AE 10: Multiple Linear Regression

Credit Cards

Important
  • Open RStudio and create a subfolder in your AE folder called “AE-10”.

  • Go to the Canvas and locate your AE-10 assignment to get started.

  • Upload the ae-10.qmd file into the folder you just created. The .qmd and PDF responses are due in Canvas. You can check the due date on the Canvas assignment.

Packages + data

library(tidyverse)
library(ggformula)
library(broom)
library(knitr)
library(ISLR2)
library(GGally)
library(yardstick)

The data for this AE is from the Credit data set in the ISLR2 R package. It is a simulated data set of 400 credit card customers. We will focus on the following variables:

Predictors

  • Income: Annual income (in 1000’s of US dollars)
  • Rating: Credit Rating

Response

  • Limit: Credit limit

Analysis goal

The goals of this analysis are to fit a linear regression model that has the following predictors:

  • Income
  • Rating
  • An interaction term between the two

Exercise 0

What is a credit rating and what is a credit limit as it applies to a credit card? The primary credit rating in the US is called a FICO score. Based on the data, do you think that Rating corresponds to the borrower’s FICO score?

Exercise 1

Use the function ggpairs from the GGally package (already loaded) to create a matrix of plots and correlations for our three variables of interest. Note that you will have to use select to select the four columns you are interested in. Which variable do you think will be the best predictor of Limit?

Exercise 1B (Optional)

If you have extra time, examine the variables individually and comment on anything that you think is relevant.

Exercise 2

Fit a linear model with just Income as the predictor and get the p-value associated with it’s coefficient. Is it statistically significant?

Exercise 3

Fit a linear model with just Rating as the predictor and get the p-value associated with it’s coefficient. Is it statistically significant?

Exercise 4

Fit a model with both Income and Rating as predictors. Find a spot on the white board to write down an equation representing the fitted model. How do the coefficients and p-values of Income and Rating compare to those in the two models above?

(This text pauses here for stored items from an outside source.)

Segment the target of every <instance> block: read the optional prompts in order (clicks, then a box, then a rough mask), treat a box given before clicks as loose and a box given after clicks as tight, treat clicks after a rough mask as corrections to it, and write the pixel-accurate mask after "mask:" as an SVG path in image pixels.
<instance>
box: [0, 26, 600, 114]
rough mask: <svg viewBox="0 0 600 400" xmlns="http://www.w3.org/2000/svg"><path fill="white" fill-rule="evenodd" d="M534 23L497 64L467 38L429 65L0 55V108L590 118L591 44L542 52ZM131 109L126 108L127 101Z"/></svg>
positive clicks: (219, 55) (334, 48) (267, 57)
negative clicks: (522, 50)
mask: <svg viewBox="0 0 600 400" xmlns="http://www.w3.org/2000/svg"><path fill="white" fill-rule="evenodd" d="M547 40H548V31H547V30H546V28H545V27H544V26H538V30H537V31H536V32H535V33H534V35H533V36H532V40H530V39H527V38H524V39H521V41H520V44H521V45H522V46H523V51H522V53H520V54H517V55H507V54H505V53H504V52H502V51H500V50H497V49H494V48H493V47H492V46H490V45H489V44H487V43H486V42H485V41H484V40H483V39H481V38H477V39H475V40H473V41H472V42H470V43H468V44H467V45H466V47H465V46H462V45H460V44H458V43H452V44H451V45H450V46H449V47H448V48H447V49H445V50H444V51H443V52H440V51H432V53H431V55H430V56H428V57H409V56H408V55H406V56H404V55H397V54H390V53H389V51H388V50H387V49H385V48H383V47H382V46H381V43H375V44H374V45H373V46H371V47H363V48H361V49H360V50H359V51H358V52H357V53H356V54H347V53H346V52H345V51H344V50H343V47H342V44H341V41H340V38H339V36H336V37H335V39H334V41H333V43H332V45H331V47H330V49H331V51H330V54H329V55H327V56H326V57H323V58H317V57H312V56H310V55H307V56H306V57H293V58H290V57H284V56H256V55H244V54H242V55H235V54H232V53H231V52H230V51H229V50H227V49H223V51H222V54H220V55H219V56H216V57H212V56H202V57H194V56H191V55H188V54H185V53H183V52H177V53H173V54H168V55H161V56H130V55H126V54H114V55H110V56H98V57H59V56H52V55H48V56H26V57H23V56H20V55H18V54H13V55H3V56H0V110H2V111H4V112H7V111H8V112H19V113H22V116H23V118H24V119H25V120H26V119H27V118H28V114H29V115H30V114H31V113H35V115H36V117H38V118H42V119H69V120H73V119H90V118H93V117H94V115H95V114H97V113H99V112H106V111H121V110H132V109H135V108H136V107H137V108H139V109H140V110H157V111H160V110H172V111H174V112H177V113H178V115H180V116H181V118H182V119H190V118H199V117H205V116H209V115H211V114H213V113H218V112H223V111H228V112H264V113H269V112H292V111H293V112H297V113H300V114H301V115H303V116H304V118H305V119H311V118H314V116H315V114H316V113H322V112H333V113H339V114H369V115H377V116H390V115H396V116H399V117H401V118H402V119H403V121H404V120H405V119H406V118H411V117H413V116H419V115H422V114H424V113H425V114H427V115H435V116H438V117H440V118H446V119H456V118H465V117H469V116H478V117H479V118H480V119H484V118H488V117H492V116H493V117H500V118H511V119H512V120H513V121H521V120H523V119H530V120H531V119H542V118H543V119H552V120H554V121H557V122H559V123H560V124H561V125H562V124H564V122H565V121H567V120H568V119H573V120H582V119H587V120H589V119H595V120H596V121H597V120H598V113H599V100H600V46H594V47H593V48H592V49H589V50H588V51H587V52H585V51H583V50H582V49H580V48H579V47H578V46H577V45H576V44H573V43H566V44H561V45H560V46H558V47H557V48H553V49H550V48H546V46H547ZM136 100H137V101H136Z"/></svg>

Discuss what you see and the possible reasons you see them.

Exercise 5

Interpret all coefficients in the model.

Exercise 6

What is the predicted credit limit for an single borrower with a credit rating of 700 and an annual income of $59,000? Include a 90% confidence interval. Hint: make a new tibble and use the predict function. How would you interpret this interval in context?

Exercise 7

Add an interaction term between Rating and Income. Interpret all coefficients in context. What do you notice about the p-values now?

Exercise 8

What is the predicted credit limit for an single borrower with a credit rating of 700 and an annual income of $59,000? Include a 90% confidence interval. How does it compare to your answer to Exercise 6.

Exercise 9 (Optional)

Note that this data set only considers borrowers who have actually been granted loans. How does this impact the generalizability of our analysis?

To submit the AE

Important
  • Render the document to produce the PDF with all of your work from today’s class.
  • Upload your QMD and PDF files to the Canvas assignment.